Across the hard science related datasets, regressions showed no structural break in activity following the 2024 U.S. election. Posting rates remained stable or even increased slightly in the months after, with post-election coefficients clustering near 1.0 and generally lacking statistical significance. For U.S. universities, mean posting volumes nearly doubled after the election, while non-U.S. institutions displayed a short-term decrease in posting—which suggested momentary volatility rather than a sustained shift. Academic journals likewise showed virtually no change in trend; a T-test confirmed that differences in posting volume before and after the election were not statistically significant, demonstrating, once again, a momentary fluctuation in volume captured in the time-series regression.

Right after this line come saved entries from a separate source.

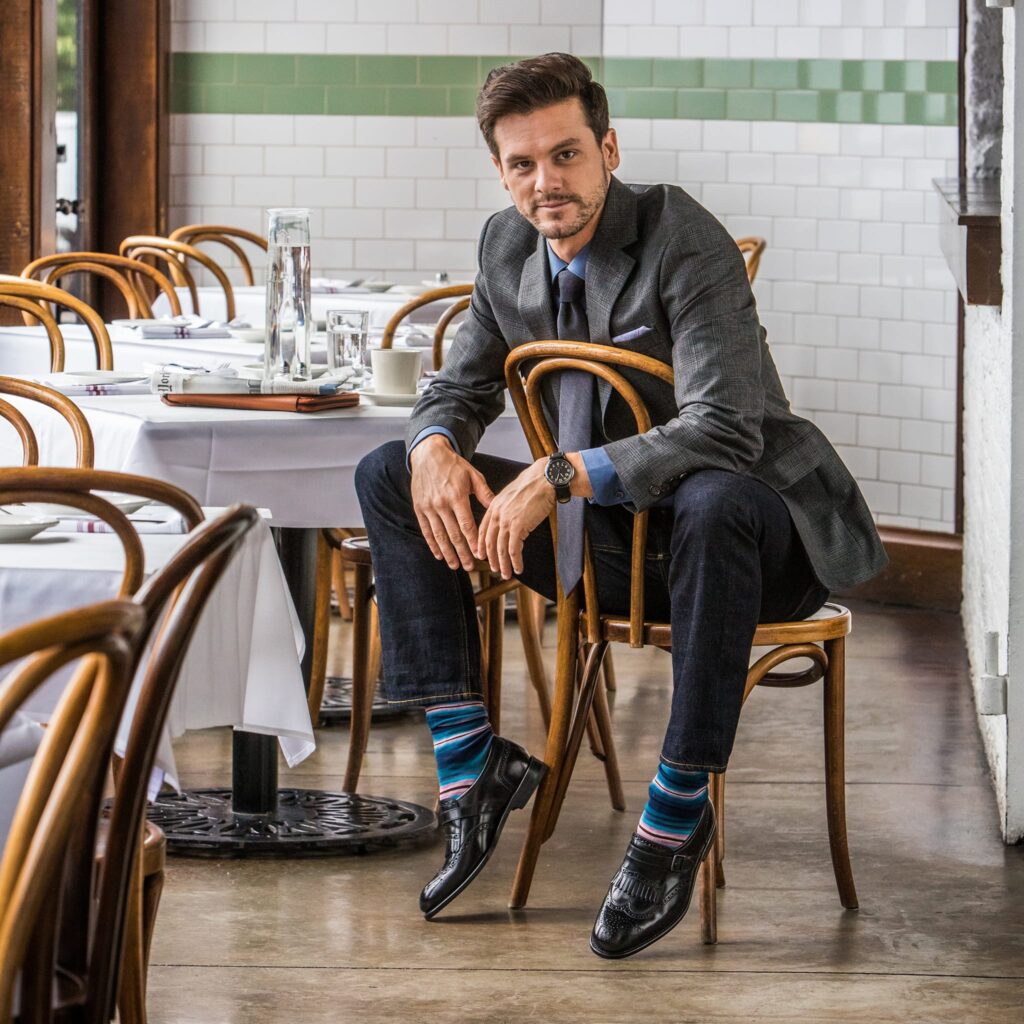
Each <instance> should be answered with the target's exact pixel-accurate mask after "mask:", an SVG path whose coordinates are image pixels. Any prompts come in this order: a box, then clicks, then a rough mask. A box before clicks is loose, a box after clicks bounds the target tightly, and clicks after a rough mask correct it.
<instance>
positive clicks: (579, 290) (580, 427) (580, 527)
mask: <svg viewBox="0 0 1024 1024" xmlns="http://www.w3.org/2000/svg"><path fill="white" fill-rule="evenodd" d="M556 280H557V282H558V322H557V323H558V337H559V339H560V340H565V341H581V342H589V341H590V327H589V325H588V324H587V304H586V299H585V295H584V282H583V279H582V278H578V276H577V275H575V274H574V273H572V271H571V270H569V268H568V267H564V268H563V269H562V270H561V271H560V272H559V274H558V278H557V279H556ZM593 408H594V377H593V375H592V374H587V373H583V372H581V371H578V370H575V371H569V372H567V373H563V374H562V375H561V377H560V378H559V382H558V446H559V447H560V449H561V450H562V451H563V452H581V451H583V450H584V449H588V447H590V440H591V417H592V415H593ZM583 532H584V503H583V500H582V499H580V498H573V499H572V500H571V501H569V502H566V503H565V504H564V505H562V504H559V506H558V575H559V579H560V580H561V581H562V591H563V593H565V594H569V593H571V591H572V588H573V587H574V586H575V585H577V584H578V583H579V581H580V577H581V575H582V574H583Z"/></svg>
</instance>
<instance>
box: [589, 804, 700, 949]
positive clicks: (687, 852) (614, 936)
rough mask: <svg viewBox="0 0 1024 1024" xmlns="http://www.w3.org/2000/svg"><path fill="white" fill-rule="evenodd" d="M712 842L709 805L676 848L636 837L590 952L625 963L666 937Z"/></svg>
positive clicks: (622, 869) (673, 925) (617, 879)
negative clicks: (663, 936)
mask: <svg viewBox="0 0 1024 1024" xmlns="http://www.w3.org/2000/svg"><path fill="white" fill-rule="evenodd" d="M714 842H715V809H714V808H713V807H712V803H711V801H710V800H709V801H708V803H707V804H706V805H705V809H703V811H702V813H701V815H700V818H699V819H698V820H697V825H696V828H694V829H693V833H692V835H691V836H690V838H689V839H688V840H687V841H686V842H685V843H684V844H683V845H682V846H680V847H676V848H672V847H668V846H660V845H659V844H657V843H650V842H648V841H647V840H645V839H641V838H640V837H639V836H634V837H633V839H631V840H630V845H629V847H628V848H627V850H626V859H625V860H624V861H623V866H622V867H620V868H618V872H617V873H616V874H615V877H614V878H613V879H612V880H611V885H610V887H609V888H608V895H607V896H605V897H604V903H602V904H601V909H600V910H598V912H597V921H596V922H594V931H593V933H592V935H591V937H590V948H591V949H593V950H594V952H595V953H597V955H598V956H603V957H605V959H623V958H624V957H625V956H632V955H633V954H634V953H638V952H639V951H640V950H641V949H646V948H647V946H649V945H650V944H651V943H652V942H656V941H657V940H658V939H659V938H662V936H663V935H668V933H669V932H671V931H672V930H673V929H674V928H675V927H676V925H678V924H679V923H680V922H681V921H682V920H683V918H684V916H685V915H686V911H687V909H689V905H690V898H691V897H692V895H693V885H694V883H695V882H696V878H697V870H698V869H699V867H700V864H701V863H702V862H703V859H705V857H706V856H707V854H708V851H709V850H710V849H711V845H712V843H714Z"/></svg>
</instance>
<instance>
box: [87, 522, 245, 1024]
mask: <svg viewBox="0 0 1024 1024" xmlns="http://www.w3.org/2000/svg"><path fill="white" fill-rule="evenodd" d="M258 522H259V514H258V513H257V512H256V510H255V509H254V508H252V507H251V506H248V505H236V506H233V507H232V508H230V509H228V510H227V511H226V512H224V513H223V514H222V515H220V516H219V517H218V518H216V519H213V520H210V521H209V522H206V523H204V524H203V525H202V526H201V527H200V528H198V529H197V530H196V531H195V532H194V534H193V535H191V536H190V537H189V538H188V540H187V541H186V542H185V543H184V545H183V546H182V547H181V548H180V549H179V550H178V552H177V553H176V554H175V555H174V556H173V557H172V558H171V559H170V561H168V562H167V564H166V565H164V567H163V568H162V569H161V570H160V571H159V572H157V573H155V574H154V575H153V577H151V578H150V580H147V581H146V583H145V584H144V586H143V587H142V589H141V590H140V591H139V592H138V594H137V595H136V596H135V602H136V604H137V605H138V607H139V608H141V609H142V610H143V612H144V614H145V626H144V629H143V632H142V635H141V637H140V643H139V647H140V648H141V647H142V646H143V645H144V644H145V642H146V641H147V640H148V639H150V638H151V637H154V636H155V637H156V641H155V643H154V646H153V649H152V651H151V653H150V656H148V660H147V663H146V666H145V675H144V677H143V682H142V686H141V690H140V692H139V697H138V701H137V703H136V706H135V710H134V713H133V715H132V724H131V729H130V732H129V735H128V744H127V748H126V751H125V756H124V761H123V762H122V763H121V766H120V770H119V771H118V775H117V785H116V792H115V797H114V805H113V808H112V810H111V816H110V828H109V830H108V833H106V842H105V850H104V854H103V865H102V870H101V873H100V879H99V885H98V894H97V895H98V899H97V904H96V915H95V918H96V920H95V926H94V938H93V952H92V956H91V962H90V965H89V974H90V979H95V984H93V985H92V986H90V998H91V999H92V1001H93V1006H94V1010H95V1015H94V1017H92V1018H91V1019H94V1020H108V1019H111V1018H113V1008H114V1001H115V995H116V982H117V970H116V969H117V965H118V964H119V963H120V958H121V948H122V945H123V942H124V933H125V914H124V912H123V909H122V908H123V906H124V905H125V904H126V903H127V902H128V900H129V890H130V887H131V885H132V878H133V871H134V870H135V868H136V863H135V861H136V858H137V855H138V850H139V847H140V844H139V837H140V835H141V830H142V826H143V818H144V814H145V802H146V791H147V787H148V780H150V776H151V773H152V772H153V766H154V762H155V760H156V757H157V750H158V748H159V744H160V740H161V737H162V735H163V730H164V724H165V722H166V720H167V715H168V712H169V711H170V706H171V698H172V697H173V695H174V689H175V686H176V684H177V680H178V675H179V673H180V671H181V666H182V664H183V662H184V657H185V654H186V653H187V651H188V646H189V643H190V642H191V638H193V634H194V633H195V630H196V625H197V623H198V622H199V618H200V615H201V614H202V613H203V609H204V608H205V607H206V605H207V601H208V599H209V597H210V594H211V592H212V591H213V589H214V587H215V586H216V585H217V583H218V582H219V581H220V580H221V578H222V577H223V573H224V570H225V569H226V568H227V566H228V564H229V563H230V561H231V559H232V558H233V557H234V555H236V554H237V552H238V550H239V548H240V547H241V546H242V544H243V542H244V541H245V538H246V537H247V535H248V534H249V531H250V530H251V529H252V528H253V527H254V526H255V525H256V524H257V523H258ZM179 595H180V597H179ZM100 982H102V983H103V984H104V985H105V988H104V989H102V990H101V989H100V987H99V983H100ZM104 1012H105V1013H106V1014H108V1016H101V1015H102V1014H103V1013H104Z"/></svg>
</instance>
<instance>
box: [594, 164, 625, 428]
mask: <svg viewBox="0 0 1024 1024" xmlns="http://www.w3.org/2000/svg"><path fill="white" fill-rule="evenodd" d="M636 238H637V201H636V196H634V194H633V191H632V190H631V189H630V188H628V187H627V186H626V185H624V184H623V183H622V182H621V181H620V180H618V179H617V178H615V177H614V176H612V178H611V184H610V185H609V186H608V196H607V199H606V200H605V206H604V210H603V211H602V213H601V222H600V224H598V227H597V231H596V233H595V234H594V241H593V242H592V243H591V247H590V254H589V255H588V257H587V322H588V324H589V325H590V340H591V341H592V342H594V343H595V344H597V345H610V344H611V310H612V308H613V307H614V305H615V302H616V301H617V300H618V296H620V295H621V294H622V292H623V289H624V288H625V287H626V282H627V281H628V280H629V276H630V274H631V273H632V272H633V268H634V266H636V260H635V259H634V258H633V257H632V256H630V255H628V254H627V253H625V252H623V249H625V248H626V246H629V245H632V244H633V243H634V242H635V241H636ZM597 394H598V398H599V400H600V404H601V421H602V423H603V421H604V414H605V412H606V411H607V408H608V399H609V398H610V397H611V385H610V384H608V383H607V382H606V381H604V380H601V379H600V378H599V379H598V381H597Z"/></svg>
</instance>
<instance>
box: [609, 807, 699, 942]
mask: <svg viewBox="0 0 1024 1024" xmlns="http://www.w3.org/2000/svg"><path fill="white" fill-rule="evenodd" d="M717 835H718V822H717V821H716V822H715V827H714V828H713V829H712V830H711V836H710V838H709V839H708V841H707V842H706V843H705V847H703V851H702V852H701V854H700V864H699V866H698V867H697V869H696V870H695V871H694V872H693V885H691V886H690V892H689V895H688V896H687V897H686V903H685V904H684V905H683V909H682V912H681V913H680V914H679V916H678V918H676V920H675V921H673V922H672V923H671V924H670V925H667V926H666V927H665V928H663V929H662V930H660V931H659V932H658V933H657V935H652V936H651V937H650V938H649V939H647V941H646V942H644V943H643V944H642V945H639V946H635V947H634V948H633V949H627V950H624V951H623V952H617V953H610V952H607V951H605V950H603V949H599V948H598V947H597V946H596V945H594V939H593V936H592V937H591V940H590V948H591V950H592V951H593V952H595V953H597V955H598V956H600V957H601V958H602V959H627V958H628V957H630V956H635V955H636V954H637V953H638V952H641V951H642V950H644V949H646V948H647V947H648V946H650V945H653V944H654V943H655V942H657V941H658V940H659V939H664V938H665V937H666V936H667V935H668V934H669V932H671V931H672V930H673V929H674V928H675V927H676V926H677V925H678V924H679V923H680V922H681V921H682V920H683V918H685V916H686V914H687V913H688V912H689V909H690V903H692V902H693V890H694V889H696V887H697V879H698V877H699V874H700V870H701V868H702V867H703V862H705V861H706V860H707V859H708V854H709V853H710V852H711V848H712V844H713V843H714V842H715V837H716V836H717Z"/></svg>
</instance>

In contrast to the sharp contraction observed in the disinformation-related datasets, hard science posts continued largely uninterrupted, confirming that the earlier declines were field-specific rather than systemic. The disinformation-focused regressions in Table 1 showed significant drops—particularly among U.S. universities—suggesting that the downturn in activity was selective and potentially even politically conditioned, not the result of a general reduction in institutional engagement online.
The slower, slight declines seen among disinformation related research posts from journals and non-U.S. universities are also instructive. While journals are not directly dependent on U.S. federal funding, they operate within a transnational ecosystem in which U.S. political hostility can influence editorial priorities, peer review, and reputational risk and even the number of manuscripts submitted. Non-U.S. universities, similarly embedded in U.S.-linked funding and collaboration networks, also appear not to have been fully insulated from these pressures. These patterns suggest that the chilling effect of U.S. government actions reverberated internationally.
At a theoretical level, this study demonstrates how social media activity can function as a proxy for the health of a research field.[8] Declining volumes of research communication may not reflect transient attention cycles, but rather deliberate institutional caution in politically sensitive domains. This framework could be applied to other areas where government hostility creates incentives for silence, such as climate science or gender studies. Ultimately, this research in progress highlights the fragility of both the information environment and academic freedom itself: for research areas like social media and disinformation—already entwined with questions of power, legitimacy, and security—chilled communication leaves societies less informed precisely when transparency and expertise are needed most.
Where do scholars turn from here?
This study provides quantitative evidence of a chilling effect on academic communication about social media and disinformation in the wake of the 2024 U.S. election. Social media activity covering research in these areas fell sharply among U.S. universities immediately after the election, consistent with an environment of heightened scrutiny and fear of political retaliation from an administration openly hostile to this research field. Academic journals and non-U.S. universities displayed slower and smaller—but still-measurable—declines, suggesting that the chilling effect extended beyond the institutions most directly dependent on U.S. federal funding. Most importantly: the data shows that this effect was not systematic across disciplines, with some hard science communications remaining consistent and unaffected by the election.
The U.S. case demonstrates how rapidly political hostility can distort the production and circulation of academic knowledge, even without formal censorship. As universities and journals withdraw from online engagement, the public sphere loses access to independent expertise on issues—such as foreign influence, algorithmic manipulation, and conspiracy networks—that are most vital in periods of democratic stress. In this sense, the administration’s assault on disinformation research represents more than a policy change; it constitutes a structural disruption in the international flow of scientific communication.